Norma, a delirious woman bedridden with a fever, has a nightmare that the Earth is rotating out of orbit and quickly approaching the sun, resulting in dangerously high temperatures. She tries to assuage her landlady's fears of dying from the heat by painting a portrait of water, which invokes mania and ultimately kills the landlady. Global warming? Greenhouse effect? Whether it's Mayan predictions or rising CO2 levels, mankind's preoccupation with our planet's doom is everywhere, and global climate change is the main focus. Makes you want a glass of water now, doesn't it?

"Queen of the Nile" (Original air date: March 6, 1964)

Everybody knows Pamela Morris, the beautiful and eternally young movie star. Or does she have another name, even more famous, an Egyptian name from centuries past? It's best not to be too curious, lest you wind up like Jordan Herrick, a pile of dust and old clothing, discarded in the endless eternity of the Twilight Zone.

Pamela Morris has been living for centuries as a youthful woman amongst mortals. She sucks the lives from the unsuspecting with a scarab beetle, and her latest victim is Jordan Herrick, a reporter smitten by her beauty and trapped by lust. The obsession with youth and beauty is more prevalent than ever, as any Kardashian can attest. The entire episode centers around Pamela Morris evading her age, insisting that age is only relative. She'd fit in just fine in 2013, in a culture that does everything in its power to reverse the aging process.
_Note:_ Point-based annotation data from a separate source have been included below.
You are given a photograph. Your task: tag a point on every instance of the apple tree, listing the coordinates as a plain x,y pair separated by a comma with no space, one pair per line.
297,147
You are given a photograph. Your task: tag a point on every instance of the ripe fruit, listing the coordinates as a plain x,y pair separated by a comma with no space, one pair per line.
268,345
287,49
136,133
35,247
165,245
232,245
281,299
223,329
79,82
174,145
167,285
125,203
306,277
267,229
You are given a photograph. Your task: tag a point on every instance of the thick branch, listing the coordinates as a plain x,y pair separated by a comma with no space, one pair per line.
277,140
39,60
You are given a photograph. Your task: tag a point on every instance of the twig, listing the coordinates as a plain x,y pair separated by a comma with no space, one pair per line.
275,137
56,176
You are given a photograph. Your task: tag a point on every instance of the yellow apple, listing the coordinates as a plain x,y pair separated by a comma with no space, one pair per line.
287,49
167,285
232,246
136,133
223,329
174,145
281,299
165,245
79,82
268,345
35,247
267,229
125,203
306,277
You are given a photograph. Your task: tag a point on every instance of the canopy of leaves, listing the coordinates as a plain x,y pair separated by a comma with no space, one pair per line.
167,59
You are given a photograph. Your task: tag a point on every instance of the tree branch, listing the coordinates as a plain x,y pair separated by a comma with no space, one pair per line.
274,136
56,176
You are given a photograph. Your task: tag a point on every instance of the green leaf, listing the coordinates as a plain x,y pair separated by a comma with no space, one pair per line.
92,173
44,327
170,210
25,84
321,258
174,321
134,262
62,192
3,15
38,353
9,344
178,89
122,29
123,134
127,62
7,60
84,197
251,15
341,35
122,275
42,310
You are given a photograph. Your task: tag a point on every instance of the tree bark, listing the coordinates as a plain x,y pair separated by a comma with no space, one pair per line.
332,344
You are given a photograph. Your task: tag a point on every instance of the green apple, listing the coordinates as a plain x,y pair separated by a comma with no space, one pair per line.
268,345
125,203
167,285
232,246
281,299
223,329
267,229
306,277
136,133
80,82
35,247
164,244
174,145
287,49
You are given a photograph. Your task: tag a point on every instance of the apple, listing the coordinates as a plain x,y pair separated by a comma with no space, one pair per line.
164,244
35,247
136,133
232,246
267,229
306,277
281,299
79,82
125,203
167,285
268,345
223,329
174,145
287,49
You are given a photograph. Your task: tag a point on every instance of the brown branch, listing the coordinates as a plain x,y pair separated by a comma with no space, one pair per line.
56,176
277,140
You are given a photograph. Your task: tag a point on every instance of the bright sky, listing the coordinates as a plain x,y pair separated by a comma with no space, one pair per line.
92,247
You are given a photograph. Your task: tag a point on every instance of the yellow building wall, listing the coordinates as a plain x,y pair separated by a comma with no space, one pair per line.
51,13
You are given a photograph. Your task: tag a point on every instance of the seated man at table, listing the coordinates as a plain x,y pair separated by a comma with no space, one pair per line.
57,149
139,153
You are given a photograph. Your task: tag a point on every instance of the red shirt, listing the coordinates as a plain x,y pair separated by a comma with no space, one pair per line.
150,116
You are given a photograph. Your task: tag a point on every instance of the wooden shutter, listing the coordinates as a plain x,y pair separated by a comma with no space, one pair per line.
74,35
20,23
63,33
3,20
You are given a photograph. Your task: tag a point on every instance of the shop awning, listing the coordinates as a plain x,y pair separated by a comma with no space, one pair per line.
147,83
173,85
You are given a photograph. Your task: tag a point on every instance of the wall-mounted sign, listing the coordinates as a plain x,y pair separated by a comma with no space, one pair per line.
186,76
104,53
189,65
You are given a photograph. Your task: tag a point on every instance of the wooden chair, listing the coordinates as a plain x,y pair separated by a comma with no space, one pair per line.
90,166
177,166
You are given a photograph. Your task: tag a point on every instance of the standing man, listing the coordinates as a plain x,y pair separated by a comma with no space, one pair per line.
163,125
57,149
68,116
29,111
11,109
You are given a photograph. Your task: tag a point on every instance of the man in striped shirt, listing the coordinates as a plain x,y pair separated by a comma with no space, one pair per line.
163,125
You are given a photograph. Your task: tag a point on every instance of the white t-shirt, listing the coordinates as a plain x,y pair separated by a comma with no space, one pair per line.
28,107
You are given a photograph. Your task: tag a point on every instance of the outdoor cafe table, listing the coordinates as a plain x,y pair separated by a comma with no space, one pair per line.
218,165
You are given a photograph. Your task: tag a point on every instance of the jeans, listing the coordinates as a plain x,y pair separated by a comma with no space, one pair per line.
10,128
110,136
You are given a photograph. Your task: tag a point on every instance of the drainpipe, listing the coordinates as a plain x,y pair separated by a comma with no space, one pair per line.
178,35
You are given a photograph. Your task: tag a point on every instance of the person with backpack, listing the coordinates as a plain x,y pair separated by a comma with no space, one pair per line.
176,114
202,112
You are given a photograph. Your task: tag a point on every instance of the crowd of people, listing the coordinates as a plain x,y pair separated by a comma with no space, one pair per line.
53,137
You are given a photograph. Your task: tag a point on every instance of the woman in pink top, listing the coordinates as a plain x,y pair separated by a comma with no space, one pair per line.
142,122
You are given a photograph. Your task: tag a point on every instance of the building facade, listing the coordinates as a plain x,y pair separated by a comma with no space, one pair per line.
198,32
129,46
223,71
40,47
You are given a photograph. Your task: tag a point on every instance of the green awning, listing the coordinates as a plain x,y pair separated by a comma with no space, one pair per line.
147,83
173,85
"Time Enough at Last" (Original air date: November 20, 1959)

The best-laid plans of mice and men — and Henry Bemis, the small man in the glasses who wanted nothing but time. Henry Bemis, now just part of a smashed landscape, just a piece of the rubble, just a fragment of what man has deeded to himself. Mr. Henry Bemis in the Twilight Zone.

Henry Bemis, a devoted bookworm, is the lone survivor of a hydrogen bomb that wipes out mankind. All he ever wants to do is read, and now he is afforded ample time to do so — until his glasses break. Many themes are explored in this episode, particularly society's depiction of literature in decline. The scene of the glasses breaking eerily foreshadows the ways we read today, and how without electricity and online mediums to present published work, reading could possibly become a tradition of the past. A true nightmare, indeed.